This document describes the ANTLR4-based parser implementation for MDL (Mendix Definition Language) in the Go library.
The MDL parser translates SQL-like MDL syntax into executable operations against Mendix project files. It uses ANTLR4 for grammar definition, enabling cross-language grammar sharing with other implementations (TypeScript, Java, Python).

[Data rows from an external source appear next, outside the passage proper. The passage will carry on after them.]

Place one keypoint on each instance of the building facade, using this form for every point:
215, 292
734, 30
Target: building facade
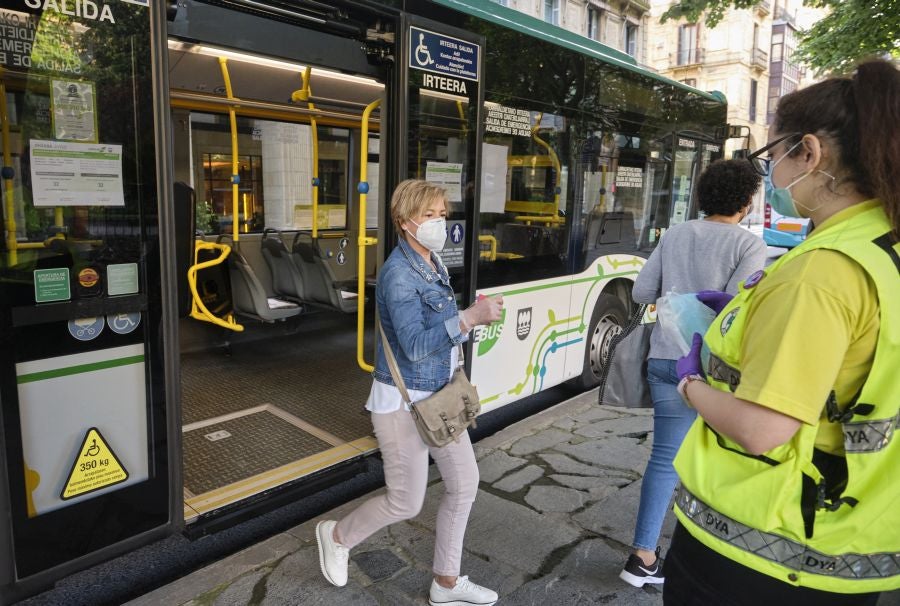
732, 57
620, 24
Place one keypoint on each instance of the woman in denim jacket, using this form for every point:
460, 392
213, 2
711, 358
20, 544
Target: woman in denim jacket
418, 313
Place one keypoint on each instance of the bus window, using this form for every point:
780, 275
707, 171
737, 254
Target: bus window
274, 168
615, 202
442, 150
686, 169
523, 195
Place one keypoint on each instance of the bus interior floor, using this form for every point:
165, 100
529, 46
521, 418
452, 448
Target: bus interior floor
270, 403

┌─────────────────────────────────────────────────────────────────────┐
│ MDL Input String │
│ "SHOW ENTITIES IN MyModule" │
└─────────────────────────────────────────────────────────────────────┘
│
▼
┌─────────────────────────────────────────────────────────────────────┐
│ ANTLR4 Lexer (mdl_lexer.go) │
│ Generated from MDLLexer.g4 - Tokenizes input into SHOW, ENTITIES,│
│ IN, IDENTIFIER tokens │
└─────────────────────────────────────────────────────────────────────┘
│
▼
┌─────────────────────────────────────────────────────────────────────┐
│ ANTLR4 Parser (mdl_parser.go) │
│ Generated from MDLParser.g4 - Builds parse tree according to grammar │
└─────────────────────────────────────────────────────────────────────┘
│
▼
┌─────────────────────────────────────────────────────────────────────┐
│ ANTLR Listener (visitor/visitor.go) │
│ Walks parse tree and builds strongly-typed AST nodes │
└─────────────────────────────────────────────────────────────────────┘
│
▼
┌─────────────────────────────────────────────────────────────────────┐
│ AST (ast/ast.go) │
│ *ast.ShowStmt{Type: "ENTITIES", Module: "MyModule"} │
└─────────────────────────────────────────────────────────────────────┘
│
▼
┌─────────────────────────────────────────────────────────────────────┐
│ Executor (executor/executor.go) │
│ Executes AST against modelsdk-go API │
└─────────────────────────────────────────────────────────────────────┘
│
▼
┌─────────────────────────────────────────────────────────────────────┐
│ modelsdk-go Library │
│ mpr.Writer, domainmodel.Entity, etc. │
└─────────────────────────────────────────────────────────────────────┘
mdl/
├── grammar/
│ ├── MDLLexer.g4 # ANTLR4 lexer grammar (tokens)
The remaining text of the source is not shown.